Extrait de l’article
Dans Le thrésor des Parterres de l’univers Daniel Loris, médecin des ducs de Wurtemberg, invoque la nécessité de perfectionner la nature en compartimentant l’espace, en concevant des « chambrettes » et « lieux de réserves » jardinés destinés à recevoir une collection de végétaux cultivés remarquables. Un « programme » pour « Jardins de plaisir, tracés en compartimans, & garnis de plantes, & arbres curieux " nous est donné, il s’apparente à celui des cabinets de curiosités.

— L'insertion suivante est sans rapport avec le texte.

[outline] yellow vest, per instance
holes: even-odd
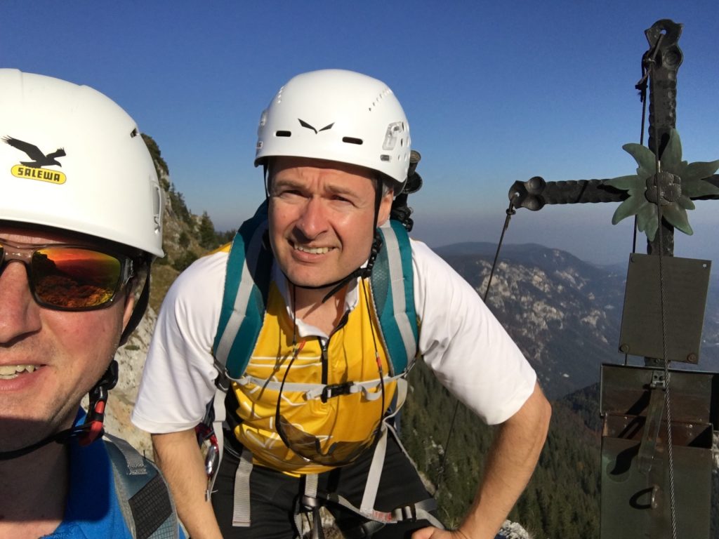
[[[326,347],[318,337],[302,339],[298,336],[296,348],[301,346],[301,350],[291,361],[296,350],[292,341],[293,323],[281,294],[273,282],[262,328],[245,374],[280,383],[291,361],[285,384],[377,380],[380,372],[376,350],[383,374],[387,376],[387,354],[380,342],[379,323],[374,312],[367,310],[365,294],[370,293],[369,287],[365,289],[360,283],[357,291],[357,306],[349,313],[347,323],[330,336]],[[322,378],[324,362],[326,364],[326,379]],[[280,413],[292,425],[316,437],[320,441],[320,450],[327,453],[336,442],[370,442],[380,417],[392,402],[395,387],[394,382],[385,385],[385,410],[382,409],[381,397],[368,400],[362,392],[331,397],[323,402],[319,397],[306,398],[304,391],[290,391],[285,387]],[[234,435],[252,451],[256,464],[297,474],[316,474],[332,469],[331,466],[308,461],[285,446],[275,426],[278,390],[262,384],[237,382],[232,382],[232,390],[239,403],[234,413],[241,420]],[[377,387],[372,392],[379,391]]]

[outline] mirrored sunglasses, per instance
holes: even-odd
[[[21,246],[0,239],[0,271],[13,260],[24,264],[35,301],[58,310],[109,306],[134,275],[129,257],[84,246]]]

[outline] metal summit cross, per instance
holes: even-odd
[[[647,234],[648,254],[630,256],[618,346],[644,364],[628,365],[626,356],[624,365],[602,366],[602,539],[708,539],[710,533],[719,374],[668,368],[671,361],[698,362],[711,265],[674,257],[674,230],[691,233],[692,201],[719,198],[719,162],[681,160],[675,127],[682,28],[662,19],[645,32],[649,49],[637,88],[644,100],[649,88],[649,149],[624,147],[637,160],[636,176],[536,176],[509,192],[510,211],[620,202],[613,222],[636,215]]]

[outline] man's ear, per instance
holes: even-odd
[[[377,226],[381,226],[387,222],[388,218],[390,218],[390,212],[392,211],[392,201],[394,198],[394,190],[390,189],[382,197],[382,199],[380,201],[380,211],[377,213]]]
[[[124,332],[125,328],[127,327],[128,323],[130,321],[130,318],[132,316],[132,311],[134,310],[135,306],[135,295],[132,293],[132,290],[128,288],[125,292],[125,306],[124,310],[122,313],[122,331]]]

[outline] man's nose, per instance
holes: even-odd
[[[308,198],[297,221],[297,227],[308,239],[316,238],[327,229],[326,208],[321,198]]]
[[[8,262],[0,272],[0,344],[40,328],[40,307],[30,292],[22,262]]]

Le mot allemand Wunderkammer signifie « chambre de merveilles » et désigne les collections des princes d’Europe à partir des années 1560-1570. Ce phénomène repose sur un regain d’intérêt pour l’antique, pour les sciences naturelles et la géographie. Cette démarche universelle et rationnelle est associée à un goût pour le particulier, l’exotique, le rare, le varié, voire le bizarre et l’anormal ; on nommait merveilles ces curiosités et raretés de toutes sortes. Ainsi, à partir du début XVIIe siècle, les exubérantes et diversifiées bulbeuses exotiques nouvellement introduites – tulipes, jacinthes ou couronnes impériales–, sont rassemblées dans des collections. Ada Segré mentionne des espèces réputées monstrueuses qui passionnent les amateurs : lis martagon gigantesque à cinquante fleurs, rosier dont les fleurs sont à étages multiples ou genêt porteur des fasciations. De même, les obtentions d’un savoir-faire horticole prodigieux – plants de vigne greffés sur citronnier ou rosiers greffés sur jasmin–, sont les attractions supposées des jardins du Grand-duc de Toscane.